In October 1942 Orion was one of many former passenger liners which took part in Operation Torch, and made two voyages to North Africa, carrying over 5,000 troops each time. In 1943 her troop-carrying capacity was increased to 7,000, which with other vessels such as the USS West Point (former SS America) played a major part in the transportation of Allied forces.

On 17 December 1942 Orion set sail from Liverpool with 12th Corps and REME amongst others on board. It arrived at Freetown on 31 December 1942 and then Durban on 18 January 1943.

Her role as a troopship tapered off in the Pacific theatre, but she still ferried troops around at 5,000 a time. By the time she was released from service in 1946, Orion had carried over 175,000 personnel and had steamed over 380000 mi.

===Postwar===
Orion returned to Vickers Armstrong's yard in Barrow on 1 May 1946 to be refitted as a passenger liner. The refit took a year, and included a redesign to accommodate 546 First Class and 706 Tourist Class passengers.

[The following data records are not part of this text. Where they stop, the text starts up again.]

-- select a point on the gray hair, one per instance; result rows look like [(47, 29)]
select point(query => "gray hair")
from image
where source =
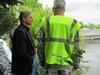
[(59, 4), (24, 14)]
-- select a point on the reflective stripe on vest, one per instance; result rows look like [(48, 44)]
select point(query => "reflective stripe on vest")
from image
[(72, 26), (68, 41)]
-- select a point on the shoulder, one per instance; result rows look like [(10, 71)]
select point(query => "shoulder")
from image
[(20, 30)]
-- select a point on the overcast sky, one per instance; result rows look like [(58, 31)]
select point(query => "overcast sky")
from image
[(87, 11)]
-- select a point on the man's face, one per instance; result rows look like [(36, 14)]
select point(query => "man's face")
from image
[(28, 20)]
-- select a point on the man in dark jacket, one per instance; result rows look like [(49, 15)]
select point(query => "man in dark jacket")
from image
[(22, 46)]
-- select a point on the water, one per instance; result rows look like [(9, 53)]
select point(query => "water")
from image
[(93, 56)]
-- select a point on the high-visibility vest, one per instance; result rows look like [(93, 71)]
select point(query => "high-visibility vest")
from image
[(58, 31)]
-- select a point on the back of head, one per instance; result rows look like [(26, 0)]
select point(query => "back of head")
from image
[(59, 5)]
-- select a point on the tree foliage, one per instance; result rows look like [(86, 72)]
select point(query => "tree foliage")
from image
[(10, 17)]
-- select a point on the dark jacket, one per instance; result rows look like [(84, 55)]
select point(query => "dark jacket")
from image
[(22, 51)]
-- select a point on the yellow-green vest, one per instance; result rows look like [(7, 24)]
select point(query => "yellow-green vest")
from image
[(57, 32)]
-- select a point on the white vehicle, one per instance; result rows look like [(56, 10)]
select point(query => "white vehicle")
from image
[(3, 45)]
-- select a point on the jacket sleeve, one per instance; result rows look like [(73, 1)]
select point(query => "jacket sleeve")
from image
[(20, 38)]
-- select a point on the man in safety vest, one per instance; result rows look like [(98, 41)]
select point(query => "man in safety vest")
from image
[(59, 33)]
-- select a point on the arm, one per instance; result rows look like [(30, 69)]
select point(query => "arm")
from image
[(20, 38)]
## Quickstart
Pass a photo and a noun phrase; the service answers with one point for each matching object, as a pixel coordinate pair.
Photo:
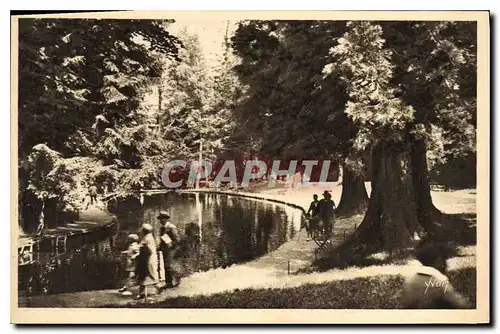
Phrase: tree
(396, 114)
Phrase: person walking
(169, 244)
(147, 262)
(131, 253)
(327, 212)
(429, 287)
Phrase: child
(132, 253)
(429, 288)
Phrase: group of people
(321, 215)
(143, 254)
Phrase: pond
(233, 230)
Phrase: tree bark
(427, 213)
(354, 198)
(391, 218)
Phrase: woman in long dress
(147, 273)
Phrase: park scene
(246, 164)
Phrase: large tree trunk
(354, 198)
(427, 213)
(391, 218)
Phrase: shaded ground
(271, 271)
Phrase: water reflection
(231, 230)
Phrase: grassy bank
(379, 292)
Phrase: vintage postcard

She was the first Orient Line to make a postwar voyage to Australia, sailing from Tilbury on 27 February 1947. After that, her voyages included three cruises to the west coast of the US, including San Francisco, and voyages from Europe to Australia.

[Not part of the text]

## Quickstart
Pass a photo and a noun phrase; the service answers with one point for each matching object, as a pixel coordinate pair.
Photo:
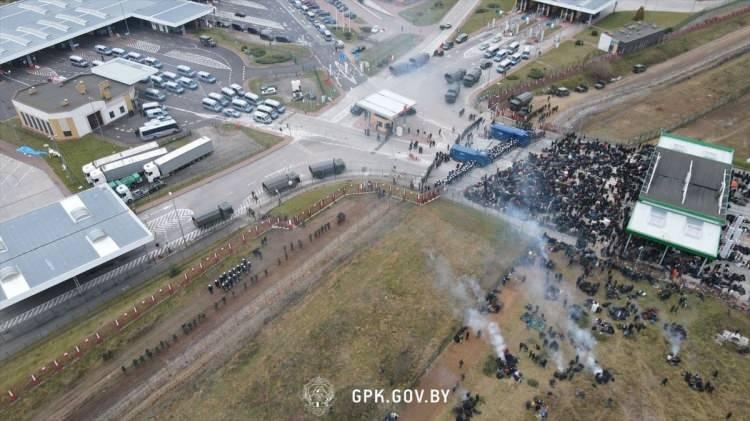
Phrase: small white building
(73, 108)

Orion was converted to a one-class ship, and her first voyage in that configuration began on 18 March 1958, taking immigrants to Australia from Tilbury.

In 1958, she was converted to carry 342 Cabin Class and 722 Tourist Class passengers on an independent schedule and, in 1961, she became a single-class ship carrying a maximum of 1,691 passengers, although the demand for sea voyages to Australia was declining.

Orion was retired in 1963, and left on her final voyage on 28 February 1963, sailing for Sydney, Australia, via Piraeus, Greece and Suez. She departed Sydney for the last time on 8 April via Melbourne and Fremantle, arriving back at Tilbury on 15 May 1963.

She was then chartered by Otto Friedrich Behnke GmbH as a floating hotel for the duration of the International Horticultural Exhibition in Hamburg, accommodating 1,150 guests. Orion arrived in Hamburg on 23 May 1963. The Exhibition ended on 30 September and, on 1 October, she left Hamburg for Temse, where she was broken for scrap at Boelwerf by Henri Spildooren and his team.